Alena also tells of “normal partisans” who, once brutalised by the war, turned into bandits and stole everything in sight. 

There were, the play makes clear, few rewards for integrity in the Bloodlands. Yan tells of an agronomist who stood up to the Nazis and got sent to the camps. After being “liberated” by the Soviets, he disappeared into the gulag.

Being an informer could turn out well or badly. In one instance, villagers snitched on the partisans, and the Germans protected them and help them to escape; in another, a landowner tells of a parrot — the “sparrow” of the title — that informed on his servants.

The merits of silence are posited. Nadzeja tells of village “polizei” who lived on after the war with their atrocities unreported. But “if a war started now” she says, “they would have killed everyone because people knew the whole truth about them”. The price of “stability” can be an infernal compromise.

The frozen sea of Kafka’s idiom that gets smashed up at this dinner table is the heroic view of the Second World War — which was never available, in any case, to the people at its centre. What of the people who wanted to overthrow the Soviet regime during the war, one character asks; were they good or bad?

Nationhood itself was tainted. Vilich recalls the Nazi Wilhelm Kube, who wanted to create a “sovereign” Belarusian state under the Reich. He says the Germans even proclaimed the Belarusians “Aryans” (but, he adds, “uncultured ones”).
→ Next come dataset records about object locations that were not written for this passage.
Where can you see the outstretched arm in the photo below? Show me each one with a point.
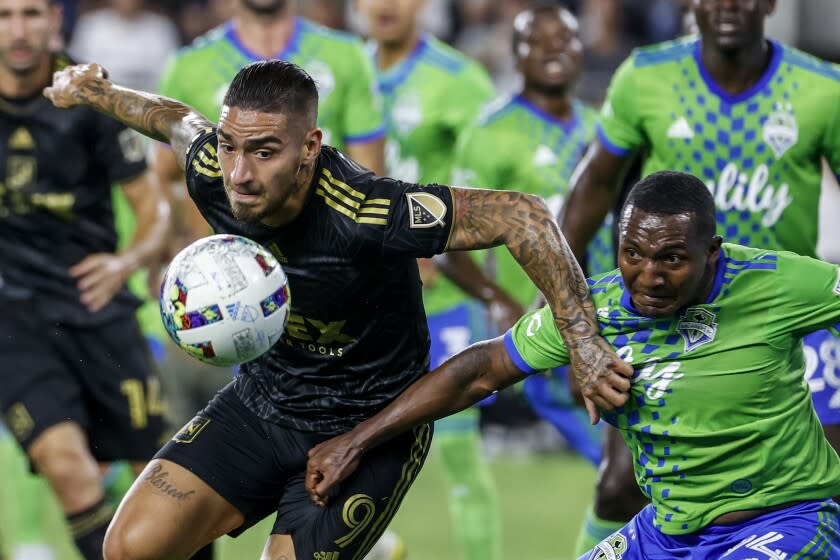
(461, 381)
(523, 223)
(152, 115)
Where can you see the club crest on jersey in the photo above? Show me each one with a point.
(781, 131)
(425, 210)
(697, 327)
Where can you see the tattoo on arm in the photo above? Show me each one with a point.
(486, 218)
(152, 115)
(157, 478)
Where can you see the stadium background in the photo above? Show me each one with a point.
(543, 489)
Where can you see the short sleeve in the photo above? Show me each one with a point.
(121, 150)
(619, 129)
(202, 169)
(406, 219)
(534, 344)
(808, 293)
(363, 118)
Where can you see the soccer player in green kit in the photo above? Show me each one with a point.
(753, 119)
(724, 438)
(431, 93)
(532, 142)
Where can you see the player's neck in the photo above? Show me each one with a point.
(736, 72)
(264, 35)
(556, 104)
(389, 54)
(14, 85)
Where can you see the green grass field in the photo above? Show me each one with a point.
(542, 500)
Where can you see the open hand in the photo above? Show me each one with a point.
(603, 377)
(99, 277)
(70, 83)
(329, 463)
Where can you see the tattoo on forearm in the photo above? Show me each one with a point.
(525, 225)
(152, 115)
(157, 477)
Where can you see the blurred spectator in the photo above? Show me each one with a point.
(130, 41)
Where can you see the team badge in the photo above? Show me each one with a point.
(189, 432)
(697, 327)
(425, 210)
(781, 132)
(613, 548)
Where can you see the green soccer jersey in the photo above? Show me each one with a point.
(429, 98)
(515, 145)
(720, 417)
(759, 152)
(349, 107)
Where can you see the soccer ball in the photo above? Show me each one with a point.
(225, 300)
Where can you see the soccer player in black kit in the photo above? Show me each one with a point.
(77, 384)
(357, 334)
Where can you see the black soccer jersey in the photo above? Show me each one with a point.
(357, 333)
(57, 168)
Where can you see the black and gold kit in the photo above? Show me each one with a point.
(57, 169)
(357, 334)
(356, 338)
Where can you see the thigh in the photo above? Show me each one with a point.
(806, 530)
(229, 448)
(169, 512)
(362, 506)
(121, 388)
(37, 388)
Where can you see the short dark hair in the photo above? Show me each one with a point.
(537, 6)
(274, 86)
(669, 193)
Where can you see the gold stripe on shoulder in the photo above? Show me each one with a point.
(334, 205)
(343, 186)
(339, 195)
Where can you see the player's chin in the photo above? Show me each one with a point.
(248, 214)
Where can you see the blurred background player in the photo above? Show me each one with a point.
(80, 385)
(531, 141)
(431, 92)
(750, 116)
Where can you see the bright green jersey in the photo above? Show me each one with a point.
(720, 416)
(349, 106)
(759, 152)
(148, 314)
(430, 97)
(515, 145)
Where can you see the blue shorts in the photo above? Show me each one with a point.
(451, 331)
(805, 530)
(822, 371)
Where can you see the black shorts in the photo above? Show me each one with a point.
(102, 378)
(259, 467)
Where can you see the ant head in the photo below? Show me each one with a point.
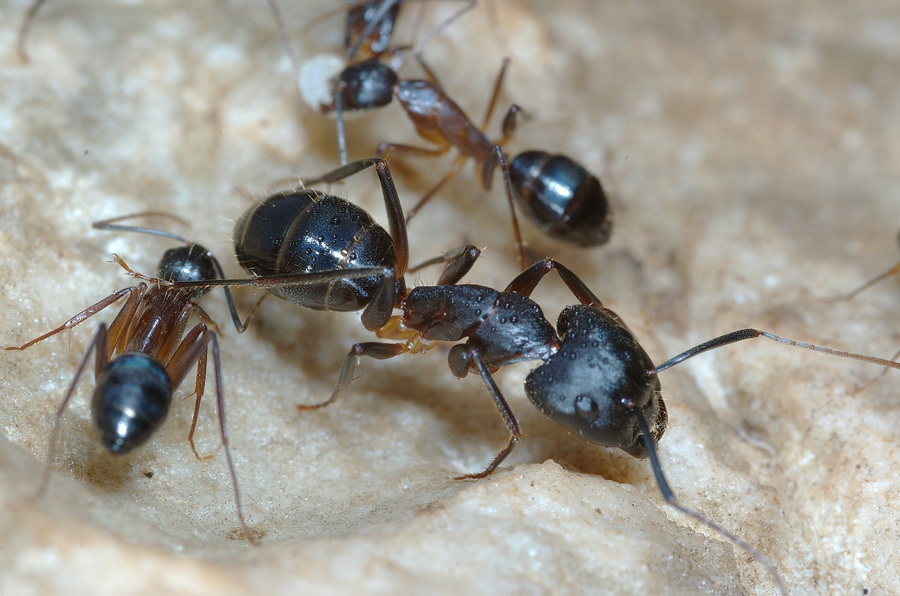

Soviet propaganda, it is worth remembering, never allowed too great a distinction between its sometime western allies (or later NATO), and Nazi Germany. The USSR was pure, the Molotov-Ribbentrop Pact was best forgotten, the Holocaust effaced (the dead Jews euphemised as “Soviet citizens”), while the West was to be most safely conceived of as an aggressor since, after all, Russia had been invaded from Europe before.

The structure westerners called the Berlin Wall was known on its eastern side as an “anti-fascist protection barrier”. Soviet magazines like Krokodil were full of cartoons that reduced America to a KKK-crypto-fascist police state. The fall of the USSR, brought on as it was by Ukrainian and Belarusian bids for independence, inflamed frightening psychological complexes within those who believed the heroic version of Soviet history — the collective farm boss Lukashenko among them. How could they bear to tolerate hip young artists wielding axes for their icy seas? Hadn’t these people got the memo?